【24】おうえん✕フリーズ✕ドラゴン=銀竜彗星

 もうずっと昔の頃。

 例えば、声に力があるのなら。

 星も光らないほどの分厚い暗雲だって、容易く裂いてくれるかも知れないと思ったことがあった。

 まだ自分を嫌いでしか無かった頃。

 身に宿った災厄ギフトのせいで、薄汚れた路地裏を裸足でさまよっていた時に、シェモンは喉が張り裂けんばかりの慟哭どうこくをあげた事があった。

 けれど全てを飲み込むような暗曇は、裂けてくれることなどなくて。

 ただ降る雨に、ほつれた涙ごと流されるだけだった。


 もし、声に力があったなら。

 そんなものは星に願う程度の、あまりに幼稚な祈りだと、あの日に知ったはずなのに。


「"シェモン・グラッチェ先輩よォ!"

 "いつの間にか一層トカゲらしくなってやがるか、まさか見かけ倒しなんてオチじゃあねェだろうなァ?!"

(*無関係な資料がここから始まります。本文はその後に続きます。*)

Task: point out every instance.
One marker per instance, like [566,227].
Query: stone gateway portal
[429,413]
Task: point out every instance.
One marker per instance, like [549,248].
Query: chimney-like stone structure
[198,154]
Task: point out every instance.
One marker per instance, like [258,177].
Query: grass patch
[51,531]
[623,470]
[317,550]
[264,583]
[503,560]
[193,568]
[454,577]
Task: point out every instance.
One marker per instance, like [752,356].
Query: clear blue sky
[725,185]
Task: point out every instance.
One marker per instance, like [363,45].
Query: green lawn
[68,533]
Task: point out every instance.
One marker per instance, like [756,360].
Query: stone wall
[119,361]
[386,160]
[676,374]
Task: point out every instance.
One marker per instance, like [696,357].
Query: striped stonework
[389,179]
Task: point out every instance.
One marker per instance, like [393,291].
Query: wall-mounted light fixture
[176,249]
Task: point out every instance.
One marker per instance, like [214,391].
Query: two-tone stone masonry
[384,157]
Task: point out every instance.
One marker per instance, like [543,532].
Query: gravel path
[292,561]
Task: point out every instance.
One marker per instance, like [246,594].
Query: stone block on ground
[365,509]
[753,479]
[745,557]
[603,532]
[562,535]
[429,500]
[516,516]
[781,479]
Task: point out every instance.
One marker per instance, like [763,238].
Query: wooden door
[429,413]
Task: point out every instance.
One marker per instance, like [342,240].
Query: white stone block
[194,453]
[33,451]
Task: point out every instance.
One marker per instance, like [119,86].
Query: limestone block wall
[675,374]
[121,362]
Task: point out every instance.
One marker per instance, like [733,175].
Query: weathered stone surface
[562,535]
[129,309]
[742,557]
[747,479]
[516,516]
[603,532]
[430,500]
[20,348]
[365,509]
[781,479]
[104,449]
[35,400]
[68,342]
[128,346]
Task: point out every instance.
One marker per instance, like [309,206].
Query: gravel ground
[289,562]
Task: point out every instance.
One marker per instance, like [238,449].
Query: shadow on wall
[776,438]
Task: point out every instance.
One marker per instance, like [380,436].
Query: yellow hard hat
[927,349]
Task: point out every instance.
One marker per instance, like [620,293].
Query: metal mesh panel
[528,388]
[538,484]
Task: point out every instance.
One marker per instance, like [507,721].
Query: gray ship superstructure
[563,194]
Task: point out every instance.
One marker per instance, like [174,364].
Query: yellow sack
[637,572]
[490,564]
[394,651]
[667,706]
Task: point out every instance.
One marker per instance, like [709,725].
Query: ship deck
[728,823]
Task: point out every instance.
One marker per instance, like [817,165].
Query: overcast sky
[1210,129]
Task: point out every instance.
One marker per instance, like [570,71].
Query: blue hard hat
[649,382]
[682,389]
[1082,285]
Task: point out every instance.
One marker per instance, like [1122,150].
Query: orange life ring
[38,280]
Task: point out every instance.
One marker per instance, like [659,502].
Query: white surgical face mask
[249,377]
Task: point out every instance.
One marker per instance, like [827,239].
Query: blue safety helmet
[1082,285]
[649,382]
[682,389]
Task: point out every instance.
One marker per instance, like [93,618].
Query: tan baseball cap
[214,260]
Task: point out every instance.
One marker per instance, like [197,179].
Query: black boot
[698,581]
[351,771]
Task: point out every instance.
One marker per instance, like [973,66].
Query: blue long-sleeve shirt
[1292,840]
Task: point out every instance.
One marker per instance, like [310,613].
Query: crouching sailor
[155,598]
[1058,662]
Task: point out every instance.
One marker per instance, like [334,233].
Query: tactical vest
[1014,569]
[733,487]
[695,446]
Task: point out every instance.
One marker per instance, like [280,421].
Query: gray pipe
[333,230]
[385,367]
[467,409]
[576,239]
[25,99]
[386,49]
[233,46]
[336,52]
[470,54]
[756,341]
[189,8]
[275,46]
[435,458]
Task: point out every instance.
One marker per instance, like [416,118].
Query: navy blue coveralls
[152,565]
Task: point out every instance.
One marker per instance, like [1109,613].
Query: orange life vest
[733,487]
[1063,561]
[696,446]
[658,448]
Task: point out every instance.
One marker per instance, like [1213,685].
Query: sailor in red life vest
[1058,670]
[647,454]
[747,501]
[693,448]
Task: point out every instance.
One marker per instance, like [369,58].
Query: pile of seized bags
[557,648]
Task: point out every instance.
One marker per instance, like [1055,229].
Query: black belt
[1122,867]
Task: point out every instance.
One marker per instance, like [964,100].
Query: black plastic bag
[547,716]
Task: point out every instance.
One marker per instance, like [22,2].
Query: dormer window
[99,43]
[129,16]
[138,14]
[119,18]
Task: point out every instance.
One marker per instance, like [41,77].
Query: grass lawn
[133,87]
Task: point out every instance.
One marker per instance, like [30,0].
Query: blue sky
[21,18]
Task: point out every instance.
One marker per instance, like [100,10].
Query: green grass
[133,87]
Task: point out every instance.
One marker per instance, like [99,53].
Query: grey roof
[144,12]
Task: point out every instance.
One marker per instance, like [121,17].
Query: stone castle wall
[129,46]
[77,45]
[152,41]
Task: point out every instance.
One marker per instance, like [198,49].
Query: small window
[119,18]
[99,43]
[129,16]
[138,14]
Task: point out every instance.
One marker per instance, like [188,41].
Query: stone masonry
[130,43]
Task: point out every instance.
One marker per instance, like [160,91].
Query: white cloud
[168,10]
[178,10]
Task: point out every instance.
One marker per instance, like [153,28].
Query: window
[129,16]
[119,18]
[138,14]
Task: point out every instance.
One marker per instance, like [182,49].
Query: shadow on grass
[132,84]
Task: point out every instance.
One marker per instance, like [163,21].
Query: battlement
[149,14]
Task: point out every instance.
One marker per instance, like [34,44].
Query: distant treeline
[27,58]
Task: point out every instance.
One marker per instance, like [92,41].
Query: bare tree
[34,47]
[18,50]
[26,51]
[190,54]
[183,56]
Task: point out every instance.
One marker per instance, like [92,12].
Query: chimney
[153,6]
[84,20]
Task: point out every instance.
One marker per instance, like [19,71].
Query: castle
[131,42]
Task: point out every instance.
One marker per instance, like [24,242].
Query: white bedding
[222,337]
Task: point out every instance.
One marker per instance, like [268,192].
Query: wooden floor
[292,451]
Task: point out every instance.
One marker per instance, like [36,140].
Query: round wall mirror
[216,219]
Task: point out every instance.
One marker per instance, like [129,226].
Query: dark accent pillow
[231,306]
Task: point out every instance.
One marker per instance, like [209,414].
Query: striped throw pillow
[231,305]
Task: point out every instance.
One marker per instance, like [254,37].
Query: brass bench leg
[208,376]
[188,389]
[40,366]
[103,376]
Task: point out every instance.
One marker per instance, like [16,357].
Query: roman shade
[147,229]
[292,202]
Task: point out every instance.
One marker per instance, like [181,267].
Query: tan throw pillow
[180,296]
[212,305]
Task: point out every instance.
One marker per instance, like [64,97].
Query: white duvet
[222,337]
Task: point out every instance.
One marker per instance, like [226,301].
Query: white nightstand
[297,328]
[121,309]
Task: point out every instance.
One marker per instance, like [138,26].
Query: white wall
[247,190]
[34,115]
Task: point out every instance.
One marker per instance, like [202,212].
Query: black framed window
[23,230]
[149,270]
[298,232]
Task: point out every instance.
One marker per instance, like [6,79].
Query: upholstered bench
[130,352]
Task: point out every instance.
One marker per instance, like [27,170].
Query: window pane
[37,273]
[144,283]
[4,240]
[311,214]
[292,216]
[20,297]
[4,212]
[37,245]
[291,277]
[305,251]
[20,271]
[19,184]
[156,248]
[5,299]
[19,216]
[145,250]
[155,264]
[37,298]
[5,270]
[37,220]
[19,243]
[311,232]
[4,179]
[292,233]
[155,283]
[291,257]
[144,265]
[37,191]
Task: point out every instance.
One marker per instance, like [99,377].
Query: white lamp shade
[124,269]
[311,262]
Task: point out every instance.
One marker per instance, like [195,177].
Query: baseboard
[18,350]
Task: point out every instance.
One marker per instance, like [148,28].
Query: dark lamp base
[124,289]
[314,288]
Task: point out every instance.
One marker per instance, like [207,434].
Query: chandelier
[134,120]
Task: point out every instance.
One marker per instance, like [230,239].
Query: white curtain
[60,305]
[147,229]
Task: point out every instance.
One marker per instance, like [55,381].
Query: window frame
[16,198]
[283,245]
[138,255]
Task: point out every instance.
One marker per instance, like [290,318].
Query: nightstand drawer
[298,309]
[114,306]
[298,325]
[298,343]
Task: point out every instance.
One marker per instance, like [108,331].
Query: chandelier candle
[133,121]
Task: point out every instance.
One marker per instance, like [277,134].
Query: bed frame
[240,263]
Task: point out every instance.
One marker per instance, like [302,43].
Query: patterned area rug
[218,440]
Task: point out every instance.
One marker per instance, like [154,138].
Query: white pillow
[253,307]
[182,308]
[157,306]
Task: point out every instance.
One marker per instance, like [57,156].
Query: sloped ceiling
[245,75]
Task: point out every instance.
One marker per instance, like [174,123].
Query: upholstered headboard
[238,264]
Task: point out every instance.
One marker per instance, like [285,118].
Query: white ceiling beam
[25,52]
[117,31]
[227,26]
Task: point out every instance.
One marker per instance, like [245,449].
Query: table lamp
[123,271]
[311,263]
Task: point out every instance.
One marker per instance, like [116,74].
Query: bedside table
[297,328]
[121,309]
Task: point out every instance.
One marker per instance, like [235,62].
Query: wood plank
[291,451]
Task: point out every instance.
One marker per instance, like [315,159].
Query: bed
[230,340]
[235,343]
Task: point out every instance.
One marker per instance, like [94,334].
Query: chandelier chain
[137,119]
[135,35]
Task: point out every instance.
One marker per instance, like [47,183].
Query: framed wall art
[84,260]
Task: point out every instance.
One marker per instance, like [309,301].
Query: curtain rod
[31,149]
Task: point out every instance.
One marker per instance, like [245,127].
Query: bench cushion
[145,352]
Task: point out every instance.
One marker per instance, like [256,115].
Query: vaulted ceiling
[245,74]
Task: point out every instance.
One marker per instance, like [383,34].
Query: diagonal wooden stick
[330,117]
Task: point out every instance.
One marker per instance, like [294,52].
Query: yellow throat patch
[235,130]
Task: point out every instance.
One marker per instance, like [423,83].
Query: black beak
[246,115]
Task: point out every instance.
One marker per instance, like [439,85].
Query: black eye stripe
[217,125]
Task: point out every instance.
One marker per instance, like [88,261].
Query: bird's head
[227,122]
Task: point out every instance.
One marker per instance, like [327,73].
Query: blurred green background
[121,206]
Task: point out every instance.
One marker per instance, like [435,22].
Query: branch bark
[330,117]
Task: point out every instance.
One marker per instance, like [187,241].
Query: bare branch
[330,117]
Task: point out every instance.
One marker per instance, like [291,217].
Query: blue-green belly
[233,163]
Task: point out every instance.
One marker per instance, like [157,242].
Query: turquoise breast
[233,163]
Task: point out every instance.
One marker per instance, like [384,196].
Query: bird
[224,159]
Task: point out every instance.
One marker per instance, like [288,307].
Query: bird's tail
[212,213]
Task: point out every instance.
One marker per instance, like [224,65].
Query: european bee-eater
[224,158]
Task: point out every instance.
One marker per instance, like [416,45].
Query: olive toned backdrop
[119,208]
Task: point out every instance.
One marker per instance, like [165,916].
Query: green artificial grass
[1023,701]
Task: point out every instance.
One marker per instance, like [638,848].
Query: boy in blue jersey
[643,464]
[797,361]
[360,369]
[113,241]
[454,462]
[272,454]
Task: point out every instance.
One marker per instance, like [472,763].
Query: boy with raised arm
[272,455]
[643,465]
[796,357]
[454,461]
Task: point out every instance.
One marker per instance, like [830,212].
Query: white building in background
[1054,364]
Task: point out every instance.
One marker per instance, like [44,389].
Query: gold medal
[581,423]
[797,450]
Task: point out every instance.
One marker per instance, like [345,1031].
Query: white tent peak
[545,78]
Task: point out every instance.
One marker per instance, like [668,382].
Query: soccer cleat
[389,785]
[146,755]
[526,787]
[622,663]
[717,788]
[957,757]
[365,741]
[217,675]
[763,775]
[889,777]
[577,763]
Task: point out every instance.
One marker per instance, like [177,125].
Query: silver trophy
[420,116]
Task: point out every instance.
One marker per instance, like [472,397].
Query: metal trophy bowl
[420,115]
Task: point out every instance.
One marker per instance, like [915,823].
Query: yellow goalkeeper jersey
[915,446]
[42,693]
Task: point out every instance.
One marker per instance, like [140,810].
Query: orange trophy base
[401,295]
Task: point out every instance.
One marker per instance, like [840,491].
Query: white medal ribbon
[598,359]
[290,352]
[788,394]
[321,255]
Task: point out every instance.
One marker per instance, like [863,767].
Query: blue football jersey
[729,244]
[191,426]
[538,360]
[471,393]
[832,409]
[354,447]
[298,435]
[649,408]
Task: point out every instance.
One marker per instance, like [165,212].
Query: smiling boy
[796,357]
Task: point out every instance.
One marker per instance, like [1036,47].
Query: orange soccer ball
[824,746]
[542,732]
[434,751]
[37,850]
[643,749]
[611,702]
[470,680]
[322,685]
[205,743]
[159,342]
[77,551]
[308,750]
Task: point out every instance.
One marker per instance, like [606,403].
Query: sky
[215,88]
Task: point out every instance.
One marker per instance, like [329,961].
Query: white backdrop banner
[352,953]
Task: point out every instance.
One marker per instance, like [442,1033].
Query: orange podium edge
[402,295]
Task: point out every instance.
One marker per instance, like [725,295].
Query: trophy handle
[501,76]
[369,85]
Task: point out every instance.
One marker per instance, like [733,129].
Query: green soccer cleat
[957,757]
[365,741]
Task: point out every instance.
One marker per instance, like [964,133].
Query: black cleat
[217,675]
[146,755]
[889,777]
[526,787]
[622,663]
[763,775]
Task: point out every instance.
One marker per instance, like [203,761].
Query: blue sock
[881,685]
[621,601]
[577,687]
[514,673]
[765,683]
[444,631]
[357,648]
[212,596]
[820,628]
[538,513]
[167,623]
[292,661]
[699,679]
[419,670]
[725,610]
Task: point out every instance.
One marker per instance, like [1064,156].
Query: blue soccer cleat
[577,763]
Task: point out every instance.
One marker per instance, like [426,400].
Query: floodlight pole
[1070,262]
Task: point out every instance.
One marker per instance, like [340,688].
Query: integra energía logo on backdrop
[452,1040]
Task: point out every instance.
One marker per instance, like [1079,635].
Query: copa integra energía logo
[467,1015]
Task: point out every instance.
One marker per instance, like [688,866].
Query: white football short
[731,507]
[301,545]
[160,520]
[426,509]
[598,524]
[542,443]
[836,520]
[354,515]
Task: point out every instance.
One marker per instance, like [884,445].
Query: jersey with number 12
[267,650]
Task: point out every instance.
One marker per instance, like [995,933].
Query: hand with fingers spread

 "ンな『立派』な象徴を宿してやがるなら、しっかり総てをねじ伏せて見せろォ!"」


 遥か上空にまで響き渡る、オウガの声。

 青空に敷かれた分厚い雲の帯だって、容易く裂きかねない叫び声。


「"ドラゴンが恐れられてンのは、昔々のお伽噺なんかのせいじゃねェ!"

 "今でも尚、どんな生き物よりも高きに立つ、最強の存在だからだろうが!!"

 "騎士ナイト如きがどうしたッ!"

 "オマエがキングだろうがッ!"

 "だったら、オマエが居るこの空でッ!"

 "いつまでもッ、格下なんぞに良い顔させてンじゃあねェェェェッッッッ!!!!!"」


 声には確かな力があった。

 己が吹く息吹より、ずっとアツくて力の籠った激励。

 流れる血潮が沸き立つ温度。

 もうずっと昔に置いてきたはずの、憎たらしい雨雲さえ吹き飛ばしてくれそうで。


「『立派』ねェ。うふ、アハハ!」


 シェモンはくすぐったそうに笑った。

 我が身の宿星ごと、世界をまるごと昔は恨んだものだ。

 けれど今は違う。そのタトゥーを顔に刻んだように、シェモンはしっかりと、今の自分に胸を張れるのだ。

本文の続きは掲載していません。